Pur consentendo le riaperture dei ristoranti all’aperto anche la sera, resta il coprifuoco, misura le cui basi scientifiche – sempre lì si torna – non sono mai state spiegate. Tante persone, le quali non aspettano altro che stare fuori, potranno cenare nei locali, ma dovranno rientrare a casa entro le 22, ora in cui scatta il divieto di circolazione. Di certo saranno necessarie prenotazioni e tempi contingentati, che i ristoratori dovranno ben gestire e far quadrare, a costo di mettere alla porta gli avventori che si attarderanno troppo. Peraltro, nelle piccole vie dei centri storici, intorno all’orario di chiusura dei locali, potranno determinarsi assembramenti della gente che defluisce, avendo probabilmente goduto fino all’ultimo minuto di libertà concesso. Riaprire i ristoranti e mantenere il coprifuoco appare un non senso, che rischia di sortire quell’effetto calca che si voleva evitare.

Ci si potrà spostare tra regioni “gialle”, mentre per muoversi tra le altre servirà un “pass”, che tuttavia non è stato chiarito come sarà strutturato. Qualora si trattasse di una misura che condiziona gli spostamenti alla vaccinazione oppure alla prova dell’immunizzazione o della negatività al virus, potrebbero sorgere problemi in punto di diritto. Da un lato, per la disparità di trattamento di coloro i quali, non essendo ancora vaccinati, dovrebbero sostenere il costo di un tampone per poter viaggiare; dall’altro lato, per la difficoltà di attuazione concreta, poiché il sistema andrebbe implementato anche con una banca dati vaccinale a livello nazionale, nonché con controlli riguardo a chiunque si sposti; infine, per l’eventuale estensione della misura stessa anche a quelli che viaggiano tra regioni per esigenze di lavoro, necessità o salute, e che finora sono stati esentati da limitazioni, salvo autocertificare i motivi dello spostamento. In questi casi, appare arduo giustificare la stretta rispetto al regime precedente.

La riapertura delle scuole

Le scuole riapriranno in presenza nelle zone “gialle” e “arancioni”, mentre in quelle rosse ci sarà un sistema misto. Quindi, mentre qualunque attività sociale al chiuso resta vietata, quella scolastica è consentita. Non si sa se a presidenti di regione e sindaci resterà la possibilità di chiudere le scuole, quando ricorrono alcune condizioni di gravità. In caso positivo, come sembra probabile, potrebbero esservi decisioni locali in senso più restrittivo di quanto sancito a livello centrale. Peraltro, non c’è un piano relativo ai trasporti né al tracciamento, non si accenna a sistemi di aerazione delle aule e le vaccinazioni degli insegnanti sono state sospese, per privilegiare il criterio anagrafico, ma le scuole verranno comunque riaperte. Ancora una volta, ci si ostina a replicare le medesime condotte, sperando che il risultato cambi. È una “strategia” in cui i governi si ostinano a perseverare, e quello attuale sembra non fare eccezione.

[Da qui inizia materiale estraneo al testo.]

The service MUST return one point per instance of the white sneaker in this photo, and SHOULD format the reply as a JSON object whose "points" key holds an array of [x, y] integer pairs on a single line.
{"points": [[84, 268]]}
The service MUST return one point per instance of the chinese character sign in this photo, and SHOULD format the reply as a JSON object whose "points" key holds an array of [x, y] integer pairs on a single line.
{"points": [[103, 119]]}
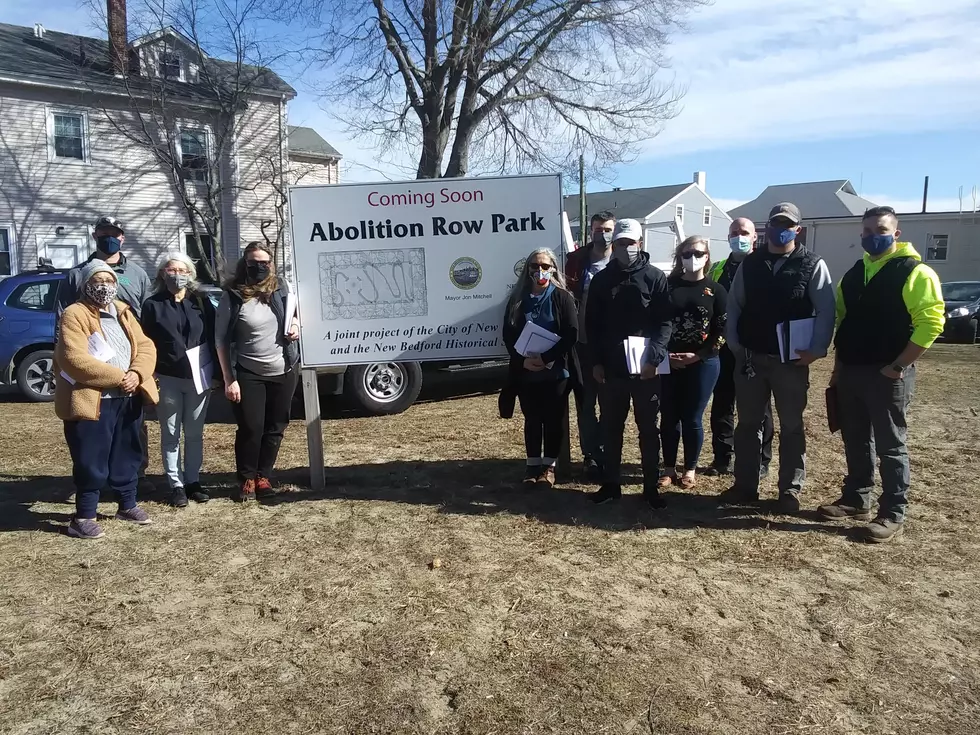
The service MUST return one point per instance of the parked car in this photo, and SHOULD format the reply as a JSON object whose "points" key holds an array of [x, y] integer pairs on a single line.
{"points": [[962, 306], [27, 303]]}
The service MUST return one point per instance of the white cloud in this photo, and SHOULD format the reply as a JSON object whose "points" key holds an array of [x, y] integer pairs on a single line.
{"points": [[822, 69]]}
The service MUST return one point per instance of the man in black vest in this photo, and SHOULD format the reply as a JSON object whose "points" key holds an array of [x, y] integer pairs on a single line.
{"points": [[889, 312], [742, 238], [782, 290]]}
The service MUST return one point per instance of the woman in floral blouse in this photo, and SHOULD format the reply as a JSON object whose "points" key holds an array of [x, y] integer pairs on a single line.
{"points": [[700, 307]]}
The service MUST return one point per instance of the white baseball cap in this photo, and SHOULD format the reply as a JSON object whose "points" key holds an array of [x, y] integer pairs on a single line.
{"points": [[627, 229]]}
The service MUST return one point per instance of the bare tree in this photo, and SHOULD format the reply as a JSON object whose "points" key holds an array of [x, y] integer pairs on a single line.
{"points": [[499, 85], [194, 121]]}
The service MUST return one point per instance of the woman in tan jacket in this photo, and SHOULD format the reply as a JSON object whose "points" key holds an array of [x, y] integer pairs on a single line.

Draghi ha ancora una volta “blindato” il proprio ministro della Salute, per tutelarlo dagli attacchi di cui è oggetto, definendo le critiche infondate e ingiustificate. Del resto, è ridicolo pensare che decisioni ascrivibili al governo stesso con decreto legge – ma anche con Dpcm adottati dopo aver “sentito” gran parte dei ministri – siano esclusivamente responsabilità di Speranza, come qualcuno sostiene. Si può discutere della sua competenza o delle sue esternazioni, mentre appare assurdo rappresentarlo alla stregua di un “dittatore” che piega al proprio volere il governo, in primis il presidente del Consiglio. Chi accusa Speranza per tenere indenne Draghi dovrebbe considerare che così rende a quest’ultimo un pessimo servizio.